Os irmãos Verlinde agora es­­tão tentando reformar essas ideias utilizando termos mais técnicos da teoria das cordas, e Erik tem viajado bastante, tendo visitado em maio o instituto Pe­­rimeter e à Universidade Stony Brook, em Long Island, para falar sobre o fim da gravidade.

Michael Douglas, um professor em Stony Brook, descreveu o trabalho de Verlinde como "um conjunto de ideias que possui eco na comunidade, acrescentando que "todos estão aguardando pa­­ra ver se é possível torná-lo mais preciso".

Ele também revelou que amigos o encorajaram a ir além e que não lamenta. "Se ficar provado que estou errado, algo servirá de lição disso tudo. Ignorar esse fato seria a pior coisa".

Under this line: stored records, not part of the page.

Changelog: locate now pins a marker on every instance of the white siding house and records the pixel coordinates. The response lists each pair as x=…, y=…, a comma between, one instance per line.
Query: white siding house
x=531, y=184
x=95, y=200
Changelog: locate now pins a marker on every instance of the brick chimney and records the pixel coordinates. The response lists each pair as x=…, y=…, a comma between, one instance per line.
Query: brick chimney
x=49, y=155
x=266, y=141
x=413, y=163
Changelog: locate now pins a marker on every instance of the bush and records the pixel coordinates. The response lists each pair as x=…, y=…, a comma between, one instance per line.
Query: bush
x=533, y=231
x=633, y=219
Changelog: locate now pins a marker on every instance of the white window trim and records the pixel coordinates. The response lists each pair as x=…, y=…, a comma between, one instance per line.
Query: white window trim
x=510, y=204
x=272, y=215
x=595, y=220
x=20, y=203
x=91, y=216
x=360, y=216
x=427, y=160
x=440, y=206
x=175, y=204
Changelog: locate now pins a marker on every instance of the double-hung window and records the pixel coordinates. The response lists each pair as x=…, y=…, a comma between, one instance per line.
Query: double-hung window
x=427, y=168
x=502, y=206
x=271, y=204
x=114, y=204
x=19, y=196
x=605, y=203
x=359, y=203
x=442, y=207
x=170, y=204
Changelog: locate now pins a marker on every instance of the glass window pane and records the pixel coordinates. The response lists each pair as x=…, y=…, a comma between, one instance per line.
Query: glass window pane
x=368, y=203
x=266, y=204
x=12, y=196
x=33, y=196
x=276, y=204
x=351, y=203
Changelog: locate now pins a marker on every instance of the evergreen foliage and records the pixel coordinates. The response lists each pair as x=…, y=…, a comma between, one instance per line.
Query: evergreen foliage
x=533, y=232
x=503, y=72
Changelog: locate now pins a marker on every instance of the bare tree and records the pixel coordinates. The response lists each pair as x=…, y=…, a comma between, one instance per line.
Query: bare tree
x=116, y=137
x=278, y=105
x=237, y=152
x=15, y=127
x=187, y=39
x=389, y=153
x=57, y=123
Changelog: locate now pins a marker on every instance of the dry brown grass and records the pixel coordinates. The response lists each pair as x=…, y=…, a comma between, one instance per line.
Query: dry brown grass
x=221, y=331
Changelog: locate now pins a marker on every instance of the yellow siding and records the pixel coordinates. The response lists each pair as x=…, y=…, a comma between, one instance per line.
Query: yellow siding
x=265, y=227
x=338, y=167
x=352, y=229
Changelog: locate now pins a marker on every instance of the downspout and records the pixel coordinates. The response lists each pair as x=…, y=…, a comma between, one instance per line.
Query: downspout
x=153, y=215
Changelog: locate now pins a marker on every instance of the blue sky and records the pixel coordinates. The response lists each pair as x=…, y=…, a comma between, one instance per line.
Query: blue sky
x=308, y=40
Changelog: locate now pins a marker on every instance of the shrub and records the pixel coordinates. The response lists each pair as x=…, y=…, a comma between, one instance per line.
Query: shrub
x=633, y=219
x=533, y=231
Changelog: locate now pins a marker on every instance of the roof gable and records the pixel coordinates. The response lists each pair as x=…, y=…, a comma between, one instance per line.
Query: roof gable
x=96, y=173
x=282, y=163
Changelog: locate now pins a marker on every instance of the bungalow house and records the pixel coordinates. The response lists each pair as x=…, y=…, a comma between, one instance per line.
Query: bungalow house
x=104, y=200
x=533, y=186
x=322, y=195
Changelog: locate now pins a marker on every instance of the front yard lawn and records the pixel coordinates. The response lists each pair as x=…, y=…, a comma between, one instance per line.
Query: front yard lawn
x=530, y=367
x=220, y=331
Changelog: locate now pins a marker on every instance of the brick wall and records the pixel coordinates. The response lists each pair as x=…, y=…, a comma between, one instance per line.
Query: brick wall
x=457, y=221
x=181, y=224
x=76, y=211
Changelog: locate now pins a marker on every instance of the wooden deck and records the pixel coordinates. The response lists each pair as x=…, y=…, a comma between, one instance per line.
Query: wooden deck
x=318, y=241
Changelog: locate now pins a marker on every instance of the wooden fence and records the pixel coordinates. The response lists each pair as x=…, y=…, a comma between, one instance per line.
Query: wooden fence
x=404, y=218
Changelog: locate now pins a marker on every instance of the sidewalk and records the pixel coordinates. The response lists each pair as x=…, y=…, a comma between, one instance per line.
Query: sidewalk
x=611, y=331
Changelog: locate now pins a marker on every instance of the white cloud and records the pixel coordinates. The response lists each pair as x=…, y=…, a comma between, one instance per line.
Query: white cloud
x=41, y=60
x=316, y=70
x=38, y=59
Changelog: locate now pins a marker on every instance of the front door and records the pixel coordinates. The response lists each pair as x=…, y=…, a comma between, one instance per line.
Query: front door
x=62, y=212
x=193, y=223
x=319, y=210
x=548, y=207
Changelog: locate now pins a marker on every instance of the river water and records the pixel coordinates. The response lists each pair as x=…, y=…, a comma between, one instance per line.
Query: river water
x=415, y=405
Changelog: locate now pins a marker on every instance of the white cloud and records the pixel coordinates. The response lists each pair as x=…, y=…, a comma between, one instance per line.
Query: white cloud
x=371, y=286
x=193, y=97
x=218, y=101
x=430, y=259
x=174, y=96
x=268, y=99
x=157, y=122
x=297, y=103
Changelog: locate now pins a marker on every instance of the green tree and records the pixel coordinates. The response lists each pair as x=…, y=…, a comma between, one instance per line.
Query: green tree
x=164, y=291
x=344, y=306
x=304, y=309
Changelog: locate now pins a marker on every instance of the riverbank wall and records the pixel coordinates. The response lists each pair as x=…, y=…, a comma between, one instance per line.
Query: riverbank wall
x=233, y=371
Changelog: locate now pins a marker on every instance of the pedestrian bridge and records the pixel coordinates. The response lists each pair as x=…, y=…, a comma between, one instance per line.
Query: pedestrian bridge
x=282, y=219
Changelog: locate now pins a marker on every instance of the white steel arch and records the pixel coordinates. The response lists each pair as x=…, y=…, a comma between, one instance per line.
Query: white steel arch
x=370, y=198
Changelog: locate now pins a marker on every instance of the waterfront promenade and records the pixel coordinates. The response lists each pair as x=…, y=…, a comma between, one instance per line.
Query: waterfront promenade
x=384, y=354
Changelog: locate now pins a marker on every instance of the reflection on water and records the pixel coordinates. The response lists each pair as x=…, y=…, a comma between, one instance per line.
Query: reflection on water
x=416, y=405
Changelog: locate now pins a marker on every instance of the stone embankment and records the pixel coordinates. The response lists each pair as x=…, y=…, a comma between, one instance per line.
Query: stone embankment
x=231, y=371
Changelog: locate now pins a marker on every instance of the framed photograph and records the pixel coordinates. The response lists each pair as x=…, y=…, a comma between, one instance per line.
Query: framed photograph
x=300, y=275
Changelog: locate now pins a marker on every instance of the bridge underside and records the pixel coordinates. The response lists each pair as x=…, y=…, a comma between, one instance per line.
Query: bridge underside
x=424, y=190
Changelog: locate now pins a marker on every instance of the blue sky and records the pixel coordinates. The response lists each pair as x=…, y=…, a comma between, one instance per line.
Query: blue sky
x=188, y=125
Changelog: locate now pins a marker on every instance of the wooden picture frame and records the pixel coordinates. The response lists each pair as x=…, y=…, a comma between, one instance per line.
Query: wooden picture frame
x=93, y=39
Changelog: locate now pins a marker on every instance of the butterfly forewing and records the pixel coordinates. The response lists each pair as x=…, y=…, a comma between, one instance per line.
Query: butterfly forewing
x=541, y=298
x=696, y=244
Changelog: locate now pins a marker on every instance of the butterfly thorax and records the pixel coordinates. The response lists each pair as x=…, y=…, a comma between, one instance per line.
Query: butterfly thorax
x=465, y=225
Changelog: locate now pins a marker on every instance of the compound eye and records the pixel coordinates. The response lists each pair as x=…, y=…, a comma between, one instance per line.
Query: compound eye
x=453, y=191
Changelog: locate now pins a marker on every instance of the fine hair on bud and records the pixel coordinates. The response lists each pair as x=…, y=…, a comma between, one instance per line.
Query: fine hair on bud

No dia seguinte, Verlinde deu uma palestra mais técnica para alguns físicos na cidade. Ele lembrou que alguém tinha lhe contado que a história da gravidade parecia a das novas roupas do imperador. "Nós sabemos há muito tempo que a gravidade não existe. Chegou a hora de gritar isso pa­­ra que o mundo também saiba", finaliza Verlinde.